COS 42-2
Understanding eutrophication: Flora and bacterial communities of an urban watershed

Tuesday, August 12, 2014: 1:50 PM
Regency Blrm C, Hyatt Regency Hotel
Carolyn E. Haines-Klaube, Biological Sciences, Montclair State University, Montclair, NJ
Jennifer Adams Krumins, Department of Biology and Molecular Biology, Montclair State University, Montclair, NJ
Myla F.J Aronson, Department of Ecology, Evolution, and Natural Resources, Rutgers University, New Brunswick, NJ
Background/Question/Methods
The greatest cause of degradation to major waterways, such as New Jersey’s Barnegat Bay, is eutrophication.  Our research is focused on the riparian zone of the Toms River in New Jersey, with the goal of investigating the role of plant and bacterial communities in filtering excess nitrogen.  To accomplish this, we have measured plant and soil microbial community composition at four different sites along the Toms River.  At each of the four sites, we surveyed three transects that were parallel, perpendicular and upland from the river.  Soil samples were returned to the lab for microbial DNA fingerprinting (terminal restriction fragment length polymorphism- TRFLP).
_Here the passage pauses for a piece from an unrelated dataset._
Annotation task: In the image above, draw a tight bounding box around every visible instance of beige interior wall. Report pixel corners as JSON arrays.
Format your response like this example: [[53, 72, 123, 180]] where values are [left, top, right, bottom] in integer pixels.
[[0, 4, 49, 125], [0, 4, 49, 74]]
Water and soil chemistry samples were also taken at all four sites.  

Results/Conclusions
Plant diversity varied greatly between sites, however, one of the most common families seen at all sites was Ericaceae.  The plant communities within the downstream sites were very different, ranging from Chamaecyparis thyoides almost entirely dominating a wetland to a Quercus/Acer dominated community.  Perpendicular and upland transects for all sites were dominated by Gaylussacia and Vaccinium species; however, the species of Gaylussacia changed predominantly from G. frondosa in the perpendicular sites to G. baccata and G. dumosa in the upland transects.  Bacterial taxa diversity based on TRFLP was markedly different between the downstream, perpendicular and upland sites.  Between the downstream sites and the upland sites there was a 63% increase in bacteria diversity.  This is in contrast to the flora, where there was more homogeneity between upland sites and more heterogeneity at downstream sites.  The results of this research will provide a better understanding of the unique interactions between plant and bacterial communities, and inform management plans for riparian communities to better mitigate the flow of excess nitrogen.